This week, news surfaced of a sex scandal that took place within the infamous Penn State University football program. Jerry Sandusky, a former assistant football coach, sexually assaulted 8 or more young boys in Penn State athletic facilities. In 2002, Sandusky was prohibited from PSU’s main campus, after a witness saw him having sexual relations with a boy in the football locker room shower. The witness, Mike McQueary, who is now a Penn State assistant, reported the incident to head coach Joe Paterno the next day. He did not stop the incident, call the police, or confront Sandusky, instead he waited until the next day and told the coach. Paterno, a figurehead of Penn State, forwarded the information to the Athletic Director, Tim Curley. While Sandusky was prohibited from the main campus, he still continued to run camps for at risk youth at Penn State branch campuses. In 1999, Sandusky resigned, but continued to use University facilities.
Several witnesses saw Sandusky engage in inappropriate acts with minors after his resignation. Two janitors witnessed Sandusky with young boys. One saw him engaging in inappropriate acts in the shower, another walking hand in hand with a male child on campus. Neither witnesses reported the incidents to the university or to the police. The only action that was taken was the university prohibited Sandusky from bringing participants in his after school program on campus. From 2002 to 2008 there are a series of other events that take place, none of which are taken to the police, until a high school principal finally takes action.

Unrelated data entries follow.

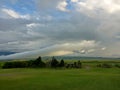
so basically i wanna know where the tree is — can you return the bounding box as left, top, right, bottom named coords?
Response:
left=51, top=57, right=59, bottom=68
left=59, top=59, right=65, bottom=67
left=34, top=56, right=42, bottom=65
left=2, top=62, right=13, bottom=69
left=2, top=61, right=28, bottom=69
left=77, top=60, right=82, bottom=68
left=74, top=62, right=77, bottom=68
left=33, top=56, right=45, bottom=67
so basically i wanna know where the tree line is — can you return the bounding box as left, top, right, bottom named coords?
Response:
left=2, top=56, right=82, bottom=69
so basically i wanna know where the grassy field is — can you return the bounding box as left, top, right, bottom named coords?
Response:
left=0, top=67, right=120, bottom=90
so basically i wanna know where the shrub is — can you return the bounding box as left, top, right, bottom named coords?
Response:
left=2, top=56, right=46, bottom=69
left=115, top=64, right=120, bottom=68
left=2, top=62, right=13, bottom=68
left=2, top=61, right=28, bottom=69
left=96, top=64, right=102, bottom=67
left=96, top=63, right=112, bottom=68
left=102, top=63, right=112, bottom=68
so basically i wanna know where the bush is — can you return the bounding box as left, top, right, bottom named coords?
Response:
left=102, top=63, right=112, bottom=68
left=115, top=64, right=120, bottom=68
left=2, top=56, right=46, bottom=69
left=2, top=61, right=28, bottom=69
left=96, top=64, right=102, bottom=67
left=2, top=62, right=13, bottom=68
left=96, top=63, right=112, bottom=68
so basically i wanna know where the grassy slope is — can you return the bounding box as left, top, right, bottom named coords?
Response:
left=0, top=68, right=120, bottom=90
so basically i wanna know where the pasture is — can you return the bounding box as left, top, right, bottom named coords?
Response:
left=0, top=67, right=120, bottom=90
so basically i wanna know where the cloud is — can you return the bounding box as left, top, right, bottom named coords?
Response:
left=74, top=0, right=120, bottom=14
left=2, top=8, right=20, bottom=18
left=71, top=0, right=78, bottom=3
left=0, top=0, right=120, bottom=59
left=2, top=8, right=30, bottom=19
left=0, top=40, right=100, bottom=59
left=57, top=0, right=68, bottom=12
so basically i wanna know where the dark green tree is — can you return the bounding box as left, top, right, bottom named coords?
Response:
left=33, top=56, right=45, bottom=67
left=74, top=62, right=77, bottom=68
left=59, top=59, right=65, bottom=67
left=34, top=56, right=42, bottom=65
left=51, top=57, right=59, bottom=68
left=2, top=62, right=13, bottom=68
left=77, top=60, right=82, bottom=68
left=2, top=61, right=28, bottom=69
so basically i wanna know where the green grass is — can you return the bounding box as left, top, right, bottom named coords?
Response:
left=0, top=68, right=120, bottom=90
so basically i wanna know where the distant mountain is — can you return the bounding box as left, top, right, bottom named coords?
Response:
left=0, top=55, right=119, bottom=61
left=42, top=56, right=120, bottom=61
left=0, top=51, right=17, bottom=56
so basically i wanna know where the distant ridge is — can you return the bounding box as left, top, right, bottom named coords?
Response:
left=42, top=56, right=120, bottom=61
left=0, top=55, right=119, bottom=61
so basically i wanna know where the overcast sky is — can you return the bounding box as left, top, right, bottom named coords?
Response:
left=0, top=0, right=120, bottom=59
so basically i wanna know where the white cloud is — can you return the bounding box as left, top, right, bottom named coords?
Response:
left=2, top=8, right=20, bottom=18
left=2, top=8, right=30, bottom=19
left=101, top=47, right=106, bottom=50
left=75, top=0, right=120, bottom=14
left=57, top=0, right=68, bottom=12
left=71, top=0, right=79, bottom=3
left=26, top=23, right=45, bottom=28
left=80, top=50, right=86, bottom=54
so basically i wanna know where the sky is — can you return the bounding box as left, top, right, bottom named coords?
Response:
left=0, top=0, right=120, bottom=59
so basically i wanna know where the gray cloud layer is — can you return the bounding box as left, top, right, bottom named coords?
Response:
left=0, top=0, right=120, bottom=59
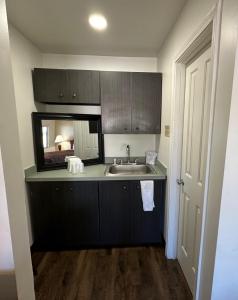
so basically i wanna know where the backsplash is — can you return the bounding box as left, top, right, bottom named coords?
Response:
left=104, top=134, right=156, bottom=157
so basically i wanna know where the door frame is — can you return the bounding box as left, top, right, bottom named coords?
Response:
left=165, top=0, right=223, bottom=298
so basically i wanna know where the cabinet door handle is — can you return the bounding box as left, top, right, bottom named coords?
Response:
left=135, top=127, right=139, bottom=131
left=55, top=187, right=60, bottom=191
left=124, top=127, right=128, bottom=131
left=72, top=92, right=77, bottom=98
left=136, top=185, right=140, bottom=190
left=69, top=187, right=73, bottom=191
left=122, top=185, right=127, bottom=191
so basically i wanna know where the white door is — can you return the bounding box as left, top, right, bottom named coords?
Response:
left=178, top=47, right=212, bottom=294
left=74, top=121, right=98, bottom=160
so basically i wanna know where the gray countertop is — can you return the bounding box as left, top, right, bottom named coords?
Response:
left=25, top=164, right=166, bottom=182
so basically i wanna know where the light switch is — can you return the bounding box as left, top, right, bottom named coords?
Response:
left=165, top=125, right=170, bottom=137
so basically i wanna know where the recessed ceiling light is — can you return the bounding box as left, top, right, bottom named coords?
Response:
left=89, top=14, right=107, bottom=31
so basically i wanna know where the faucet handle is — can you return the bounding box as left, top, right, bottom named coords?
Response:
left=113, top=158, right=117, bottom=165
left=134, top=158, right=139, bottom=164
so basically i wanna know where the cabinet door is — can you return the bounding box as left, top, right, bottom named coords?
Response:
left=68, top=70, right=100, bottom=104
left=99, top=181, right=132, bottom=245
left=65, top=181, right=99, bottom=246
left=28, top=182, right=67, bottom=247
left=100, top=71, right=131, bottom=133
left=33, top=68, right=69, bottom=103
left=29, top=181, right=99, bottom=249
left=28, top=182, right=52, bottom=246
left=132, top=180, right=165, bottom=244
left=131, top=73, right=162, bottom=133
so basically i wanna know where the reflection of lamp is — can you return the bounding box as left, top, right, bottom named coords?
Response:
left=55, top=135, right=64, bottom=151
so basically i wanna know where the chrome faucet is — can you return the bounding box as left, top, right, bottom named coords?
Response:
left=126, top=144, right=130, bottom=163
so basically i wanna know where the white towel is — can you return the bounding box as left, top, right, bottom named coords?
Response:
left=67, top=157, right=82, bottom=174
left=140, top=180, right=155, bottom=211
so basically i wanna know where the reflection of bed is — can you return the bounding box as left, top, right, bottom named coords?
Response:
left=44, top=150, right=74, bottom=164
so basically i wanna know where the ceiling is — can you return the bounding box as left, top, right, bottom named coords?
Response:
left=6, top=0, right=187, bottom=57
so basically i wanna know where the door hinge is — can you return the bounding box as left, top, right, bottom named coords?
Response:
left=176, top=179, right=184, bottom=186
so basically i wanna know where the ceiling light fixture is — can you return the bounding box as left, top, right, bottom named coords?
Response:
left=89, top=14, right=107, bottom=31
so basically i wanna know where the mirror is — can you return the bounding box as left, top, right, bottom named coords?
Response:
left=32, top=113, right=104, bottom=171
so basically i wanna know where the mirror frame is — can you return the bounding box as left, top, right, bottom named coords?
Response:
left=32, top=112, right=104, bottom=171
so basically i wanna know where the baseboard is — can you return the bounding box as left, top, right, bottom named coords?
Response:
left=0, top=271, right=17, bottom=300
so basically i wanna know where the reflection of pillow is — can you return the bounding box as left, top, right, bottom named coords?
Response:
left=45, top=158, right=52, bottom=164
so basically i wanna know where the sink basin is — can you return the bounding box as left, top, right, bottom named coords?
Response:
left=105, top=164, right=156, bottom=176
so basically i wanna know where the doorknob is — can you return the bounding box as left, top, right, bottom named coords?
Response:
left=176, top=179, right=184, bottom=186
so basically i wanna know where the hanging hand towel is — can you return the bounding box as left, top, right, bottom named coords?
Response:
left=140, top=180, right=155, bottom=211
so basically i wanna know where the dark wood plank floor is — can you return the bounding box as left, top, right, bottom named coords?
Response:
left=32, top=246, right=192, bottom=300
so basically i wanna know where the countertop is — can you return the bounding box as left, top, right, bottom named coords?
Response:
left=25, top=164, right=166, bottom=182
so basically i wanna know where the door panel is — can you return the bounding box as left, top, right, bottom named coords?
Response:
left=33, top=68, right=69, bottom=103
left=65, top=182, right=99, bottom=246
left=131, top=73, right=162, bottom=133
left=132, top=181, right=164, bottom=244
left=178, top=47, right=212, bottom=294
left=100, top=71, right=131, bottom=133
left=99, top=181, right=132, bottom=244
left=68, top=70, right=100, bottom=104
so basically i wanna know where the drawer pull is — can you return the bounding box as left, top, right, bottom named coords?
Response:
left=122, top=185, right=127, bottom=191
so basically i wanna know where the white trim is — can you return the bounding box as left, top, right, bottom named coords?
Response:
left=165, top=0, right=223, bottom=298
left=166, top=4, right=217, bottom=258
left=195, top=1, right=223, bottom=299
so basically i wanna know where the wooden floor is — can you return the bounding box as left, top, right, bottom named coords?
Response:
left=32, top=246, right=192, bottom=300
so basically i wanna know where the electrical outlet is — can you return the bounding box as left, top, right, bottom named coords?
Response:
left=165, top=125, right=170, bottom=137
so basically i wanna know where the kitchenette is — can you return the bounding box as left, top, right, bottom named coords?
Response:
left=25, top=68, right=167, bottom=251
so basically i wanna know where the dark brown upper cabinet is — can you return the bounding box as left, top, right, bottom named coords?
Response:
left=100, top=71, right=162, bottom=134
left=100, top=71, right=132, bottom=133
left=32, top=68, right=100, bottom=105
left=33, top=69, right=69, bottom=103
left=131, top=73, right=162, bottom=134
left=68, top=70, right=100, bottom=104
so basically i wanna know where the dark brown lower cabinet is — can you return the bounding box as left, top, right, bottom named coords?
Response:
left=28, top=179, right=165, bottom=249
left=99, top=180, right=165, bottom=246
left=132, top=181, right=165, bottom=244
left=28, top=181, right=99, bottom=249
left=99, top=181, right=132, bottom=245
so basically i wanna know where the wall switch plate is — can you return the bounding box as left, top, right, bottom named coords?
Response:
left=165, top=125, right=170, bottom=137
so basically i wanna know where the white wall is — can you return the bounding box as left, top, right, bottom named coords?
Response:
left=156, top=0, right=217, bottom=167
left=42, top=54, right=157, bottom=72
left=9, top=25, right=43, bottom=245
left=0, top=1, right=35, bottom=298
left=197, top=0, right=238, bottom=298
left=211, top=6, right=238, bottom=299
left=155, top=0, right=238, bottom=298
left=155, top=0, right=218, bottom=262
left=9, top=27, right=159, bottom=161
left=0, top=147, right=14, bottom=272
left=0, top=146, right=17, bottom=300
left=9, top=25, right=42, bottom=169
left=104, top=134, right=156, bottom=157
left=42, top=53, right=158, bottom=157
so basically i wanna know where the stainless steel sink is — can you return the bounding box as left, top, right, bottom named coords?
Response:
left=105, top=164, right=156, bottom=176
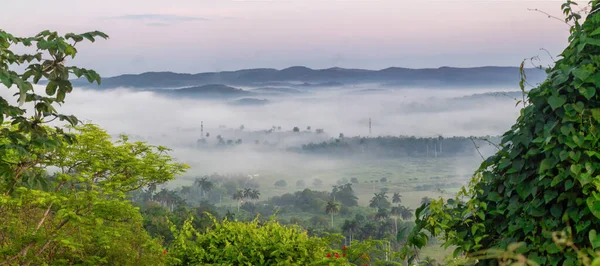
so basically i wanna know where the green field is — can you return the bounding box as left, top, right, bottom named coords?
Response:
left=172, top=155, right=481, bottom=210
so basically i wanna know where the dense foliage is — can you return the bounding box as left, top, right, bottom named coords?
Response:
left=0, top=124, right=188, bottom=265
left=167, top=215, right=350, bottom=265
left=404, top=1, right=600, bottom=265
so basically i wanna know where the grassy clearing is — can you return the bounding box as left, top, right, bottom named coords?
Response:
left=172, top=156, right=480, bottom=209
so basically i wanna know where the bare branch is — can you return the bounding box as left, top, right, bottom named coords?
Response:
left=539, top=48, right=556, bottom=63
left=527, top=8, right=572, bottom=26
left=470, top=137, right=486, bottom=161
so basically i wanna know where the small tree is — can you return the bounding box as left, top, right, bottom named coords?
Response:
left=232, top=190, right=244, bottom=212
left=325, top=200, right=341, bottom=228
left=296, top=180, right=306, bottom=188
left=392, top=192, right=402, bottom=204
left=293, top=127, right=300, bottom=132
left=274, top=180, right=287, bottom=188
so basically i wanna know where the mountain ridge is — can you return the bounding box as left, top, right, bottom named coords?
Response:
left=72, top=66, right=548, bottom=89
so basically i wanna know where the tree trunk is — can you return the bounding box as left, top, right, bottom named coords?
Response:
left=331, top=213, right=334, bottom=228
left=394, top=217, right=398, bottom=237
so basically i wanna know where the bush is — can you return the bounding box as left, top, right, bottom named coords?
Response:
left=167, top=215, right=345, bottom=265
left=274, top=179, right=288, bottom=187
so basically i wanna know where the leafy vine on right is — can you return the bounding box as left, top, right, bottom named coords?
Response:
left=402, top=1, right=600, bottom=265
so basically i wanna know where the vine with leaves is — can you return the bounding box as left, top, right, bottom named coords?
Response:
left=401, top=1, right=600, bottom=265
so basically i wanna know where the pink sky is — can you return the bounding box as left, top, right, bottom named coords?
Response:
left=1, top=0, right=576, bottom=76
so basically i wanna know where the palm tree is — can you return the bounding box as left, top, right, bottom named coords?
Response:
left=180, top=186, right=192, bottom=201
left=419, top=256, right=438, bottom=266
left=390, top=206, right=401, bottom=235
left=375, top=207, right=389, bottom=221
left=400, top=206, right=414, bottom=220
left=248, top=189, right=260, bottom=201
left=369, top=192, right=390, bottom=209
left=232, top=190, right=245, bottom=212
left=325, top=200, right=341, bottom=228
left=194, top=177, right=214, bottom=198
left=392, top=192, right=402, bottom=204
left=421, top=197, right=433, bottom=206
left=243, top=188, right=257, bottom=201
left=341, top=219, right=359, bottom=245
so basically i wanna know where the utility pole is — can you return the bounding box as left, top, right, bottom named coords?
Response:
left=201, top=121, right=204, bottom=139
left=369, top=118, right=372, bottom=135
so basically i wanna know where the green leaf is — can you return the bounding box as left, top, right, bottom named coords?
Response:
left=587, top=38, right=600, bottom=47
left=574, top=101, right=585, bottom=113
left=547, top=95, right=567, bottom=110
left=571, top=164, right=582, bottom=175
left=573, top=66, right=593, bottom=81
left=539, top=158, right=555, bottom=173
left=516, top=182, right=533, bottom=200
left=1, top=75, right=13, bottom=88
left=592, top=109, right=600, bottom=123
left=587, top=195, right=600, bottom=219
left=487, top=192, right=502, bottom=202
left=56, top=89, right=66, bottom=102
left=579, top=86, right=596, bottom=100
left=559, top=150, right=569, bottom=161
left=550, top=204, right=563, bottom=218
left=81, top=33, right=96, bottom=42
left=590, top=230, right=600, bottom=249
left=46, top=81, right=58, bottom=96
left=591, top=27, right=600, bottom=36
left=579, top=173, right=593, bottom=186
left=569, top=151, right=581, bottom=162
left=565, top=179, right=574, bottom=190
left=544, top=190, right=558, bottom=203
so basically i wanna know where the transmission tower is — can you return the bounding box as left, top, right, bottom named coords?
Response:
left=201, top=121, right=204, bottom=139
left=369, top=118, right=372, bottom=135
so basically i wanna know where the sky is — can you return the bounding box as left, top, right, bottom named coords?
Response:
left=1, top=0, right=577, bottom=77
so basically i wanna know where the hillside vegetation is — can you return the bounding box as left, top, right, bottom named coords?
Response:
left=1, top=1, right=599, bottom=265
left=403, top=1, right=600, bottom=265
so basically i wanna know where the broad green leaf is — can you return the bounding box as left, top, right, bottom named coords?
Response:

This is a huge scandal to hit the football program and the entire population of Penn State University. The abuse is horrible and disgusting, but what is causing such a controversy is the fact that so many people could have stepped in and stopped the events, but no one did. Joe Paterno is famous for his emphasis on success, and honor, yet he was complacent in allowing the sexual abuse of several young boys to continue for years. These events took place on University property, and Sandusky used his position and power as a college football coach to control and abuse these boys.
Obviously this story does not exemplify the confrontation of the dirty hands problem we learned about. Nothing about what Jerry Sandusky did could be seen as a negative act in the name of a positive result. However, we can see how the dirty hands problem influences who we seen as culpable for a crime like this. As a Penn State leader, who has enormous influence over his university, Joe Paterno let illegal and immoral acts occur within his program. Can Paterno and Penn State University really clean their hands of this act? Who else is guilty other than Sandusky in this case?